Eva’s other desire, to find meaning in her life via parenthood, is also denied by Kevin; his mere existence cries out for explanation rather than explaining anything in itself. So maybe Kevin also exists to reveal these petty desires for what they are – empty, bad reasons for procreating.

 

But what about Franklin? He wants – genuinely – to be a dad, have a family, live the American dream. He is committed to Kevin 100% -- and he is still destroyed in the aftermath. Because maybe his dreams and goals are empty, too. This is a very nihilistic viewpoint, and maybe the book is actually asking: Are there really any good reasons to procreate, any expectations worthy of laying on a baby in this day and age? Maybe this sort of novel could only have been written by a childless person (as Shriver is). Maybe we are the only ones who entertain these big hypotheticals, parents having moved on to deal with realities.

 

And then there’s Celia, Kevin’s sweet, loving younger sister. She is everything her mother wanted: proof that Eva is capable of love, and a receptacle for that love. Quiet and good, never causing a fuss or demanding attention – a perfect human “accessory”. The kind of personality-less child that easily slots into an existing life, the kind of child Eva wanted. Franklin despises her. Why? Because he sees her existence (rightly) as an incarnation of Eva’s desire to wash the slate clean after Kevin, start fresh with a new model? Perhaps.

 

Is Everyone in this Book a Terrible Person?

 

Kevin is, of course, though I think of him more as a device than a character – almost as an inhuman force that cannot inspire any empathy. So I think I hated Franklin the most, for his cruelty and stupidity, which were all too human. Celia you can’t hate, but you can’t love either; she is a blank and a bore. And Eva – I saw a lot of myself in Eva, in her fears and her pettiness, in her selfishness. Is it petty and selfish to love your carefree life and not want to change it? To be ambivalent about having children, to accept the fact that you may not be cut out for (or interested in) parenting? I don’t really think so. I think Eva’s primary weakness was her unreasonable love for Franklin, which drove her to give up everything that meant anything to her in life, that fired so much of her resentment toward Kevin.
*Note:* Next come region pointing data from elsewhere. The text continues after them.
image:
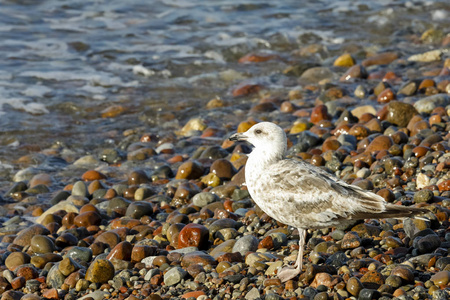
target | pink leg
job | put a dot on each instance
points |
(288, 273)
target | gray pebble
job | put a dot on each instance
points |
(245, 244)
(80, 253)
(174, 276)
(79, 189)
(204, 198)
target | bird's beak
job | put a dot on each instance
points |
(238, 137)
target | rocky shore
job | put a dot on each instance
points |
(168, 216)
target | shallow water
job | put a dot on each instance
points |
(63, 62)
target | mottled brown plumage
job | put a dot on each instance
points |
(304, 196)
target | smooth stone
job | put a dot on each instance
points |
(356, 71)
(204, 198)
(369, 294)
(24, 236)
(174, 276)
(80, 189)
(121, 251)
(351, 240)
(25, 174)
(16, 259)
(189, 170)
(404, 273)
(197, 257)
(428, 243)
(109, 237)
(316, 74)
(55, 278)
(62, 205)
(223, 168)
(80, 253)
(400, 113)
(221, 224)
(39, 261)
(100, 271)
(225, 247)
(442, 263)
(96, 295)
(253, 294)
(409, 88)
(428, 104)
(138, 177)
(68, 266)
(42, 244)
(441, 278)
(12, 295)
(247, 243)
(394, 281)
(423, 196)
(138, 209)
(87, 219)
(194, 235)
(271, 270)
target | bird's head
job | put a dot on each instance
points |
(267, 137)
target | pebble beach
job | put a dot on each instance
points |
(118, 181)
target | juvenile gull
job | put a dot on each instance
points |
(304, 196)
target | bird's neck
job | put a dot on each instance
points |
(262, 157)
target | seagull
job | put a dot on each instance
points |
(304, 196)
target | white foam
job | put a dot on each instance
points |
(36, 91)
(439, 15)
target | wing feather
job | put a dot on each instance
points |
(316, 191)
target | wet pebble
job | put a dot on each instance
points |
(247, 243)
(42, 244)
(100, 271)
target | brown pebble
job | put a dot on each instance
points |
(41, 178)
(223, 168)
(121, 251)
(109, 238)
(379, 143)
(351, 240)
(87, 219)
(356, 71)
(92, 175)
(380, 59)
(386, 96)
(404, 273)
(16, 259)
(245, 89)
(322, 279)
(372, 279)
(319, 113)
(190, 170)
(138, 177)
(100, 271)
(195, 235)
(27, 272)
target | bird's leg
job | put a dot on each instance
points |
(288, 273)
(301, 246)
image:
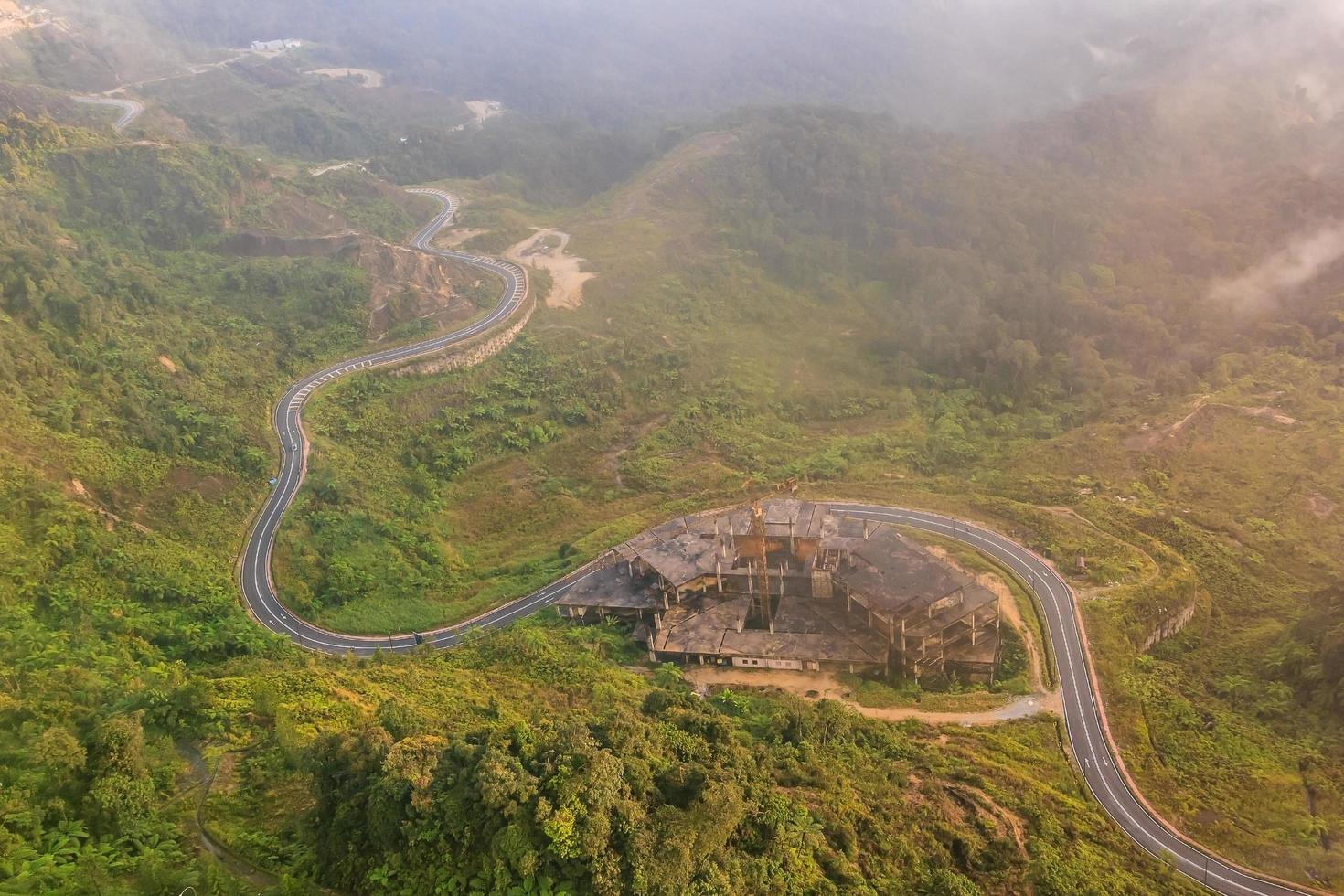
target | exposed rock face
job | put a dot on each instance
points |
(405, 283)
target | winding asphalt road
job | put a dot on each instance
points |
(1087, 738)
(131, 109)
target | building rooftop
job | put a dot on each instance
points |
(895, 575)
(679, 557)
(612, 589)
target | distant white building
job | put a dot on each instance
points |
(276, 46)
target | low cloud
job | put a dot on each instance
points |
(1297, 263)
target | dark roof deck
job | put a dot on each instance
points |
(895, 577)
(612, 589)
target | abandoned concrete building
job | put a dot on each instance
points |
(795, 584)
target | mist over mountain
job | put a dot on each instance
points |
(1062, 280)
(961, 65)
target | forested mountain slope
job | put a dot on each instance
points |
(1055, 329)
(139, 361)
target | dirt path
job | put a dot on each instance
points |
(545, 251)
(817, 686)
(199, 779)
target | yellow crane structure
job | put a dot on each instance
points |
(763, 572)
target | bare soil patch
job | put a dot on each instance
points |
(459, 235)
(675, 166)
(826, 686)
(1148, 438)
(368, 77)
(545, 251)
(1320, 506)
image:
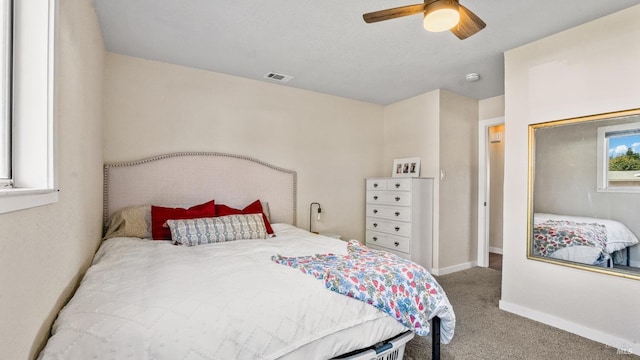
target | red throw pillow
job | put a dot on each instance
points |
(160, 215)
(253, 208)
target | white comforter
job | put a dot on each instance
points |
(145, 299)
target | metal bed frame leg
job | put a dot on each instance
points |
(435, 338)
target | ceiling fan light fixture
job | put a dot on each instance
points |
(441, 15)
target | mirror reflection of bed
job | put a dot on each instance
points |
(579, 216)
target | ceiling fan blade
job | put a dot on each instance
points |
(469, 24)
(393, 13)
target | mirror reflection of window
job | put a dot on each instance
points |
(575, 218)
(619, 163)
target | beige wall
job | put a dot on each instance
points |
(590, 69)
(491, 108)
(44, 250)
(333, 143)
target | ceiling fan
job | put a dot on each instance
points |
(439, 15)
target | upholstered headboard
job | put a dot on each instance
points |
(185, 179)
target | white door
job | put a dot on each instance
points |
(484, 188)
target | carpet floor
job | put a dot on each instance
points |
(483, 331)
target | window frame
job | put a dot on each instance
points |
(603, 156)
(32, 129)
(6, 33)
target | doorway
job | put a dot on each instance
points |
(490, 189)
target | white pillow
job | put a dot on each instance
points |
(200, 231)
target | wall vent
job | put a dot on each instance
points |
(278, 77)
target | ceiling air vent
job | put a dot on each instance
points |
(278, 77)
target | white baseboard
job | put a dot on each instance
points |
(455, 268)
(623, 346)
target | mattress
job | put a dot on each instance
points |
(617, 237)
(144, 299)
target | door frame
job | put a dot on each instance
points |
(484, 189)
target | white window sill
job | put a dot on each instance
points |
(20, 199)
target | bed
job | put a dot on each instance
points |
(153, 299)
(585, 240)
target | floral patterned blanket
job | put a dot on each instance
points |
(552, 235)
(399, 287)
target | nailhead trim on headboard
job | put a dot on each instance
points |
(178, 154)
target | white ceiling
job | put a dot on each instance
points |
(327, 47)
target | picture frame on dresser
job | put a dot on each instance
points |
(406, 167)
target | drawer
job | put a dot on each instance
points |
(389, 227)
(389, 198)
(401, 254)
(387, 241)
(401, 213)
(389, 184)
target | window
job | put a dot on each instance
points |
(5, 93)
(27, 171)
(619, 158)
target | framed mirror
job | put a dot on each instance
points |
(584, 193)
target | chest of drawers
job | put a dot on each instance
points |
(399, 217)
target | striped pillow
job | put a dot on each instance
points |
(200, 231)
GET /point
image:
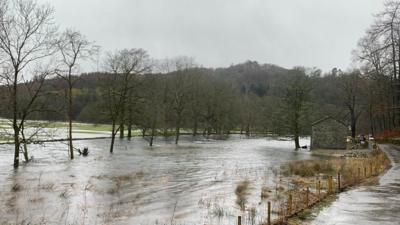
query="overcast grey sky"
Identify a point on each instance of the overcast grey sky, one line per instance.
(216, 33)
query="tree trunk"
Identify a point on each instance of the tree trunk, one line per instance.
(129, 130)
(248, 130)
(296, 132)
(71, 148)
(195, 128)
(296, 141)
(144, 132)
(353, 124)
(113, 133)
(26, 156)
(152, 136)
(15, 121)
(177, 130)
(122, 130)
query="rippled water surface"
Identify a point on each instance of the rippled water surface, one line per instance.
(378, 204)
(192, 183)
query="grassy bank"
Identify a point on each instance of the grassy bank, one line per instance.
(309, 185)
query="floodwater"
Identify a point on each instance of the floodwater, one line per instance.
(192, 183)
(376, 204)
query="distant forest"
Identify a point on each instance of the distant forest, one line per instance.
(40, 80)
(250, 98)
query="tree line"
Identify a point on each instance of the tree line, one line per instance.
(40, 80)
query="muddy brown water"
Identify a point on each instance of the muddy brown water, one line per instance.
(368, 205)
(192, 183)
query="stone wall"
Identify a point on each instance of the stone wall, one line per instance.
(329, 134)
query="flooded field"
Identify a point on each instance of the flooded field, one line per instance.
(193, 183)
(373, 204)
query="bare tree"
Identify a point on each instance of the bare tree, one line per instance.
(296, 95)
(351, 93)
(124, 65)
(27, 35)
(181, 88)
(73, 47)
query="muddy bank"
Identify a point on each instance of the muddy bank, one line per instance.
(193, 183)
(369, 203)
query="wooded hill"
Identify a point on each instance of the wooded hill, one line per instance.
(248, 97)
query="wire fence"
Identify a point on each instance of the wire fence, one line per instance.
(295, 200)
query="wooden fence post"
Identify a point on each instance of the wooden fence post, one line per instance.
(269, 214)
If only she had left him, or stood up for what she truly wanted from the beginning.

 

Why Do We Need to Talk About Kevin?

 

This book is a look at middle-class American families in the 21st century, exposing a lot of feelings and fears that are not often discussed. Are our lives so broken that the simple thought of bringing a new child into them inspires horror and loathing? Or is the expectation that we all must marry, bear children, and move out to the suburbs in keeping with some obsolete American dream the real nightmare? Maybe this book is a warning of the lingering poison that seeps out of us and taints our whole world when we let ourselves be coerced into making choices we don’t truly want to make. Even when we do it for love.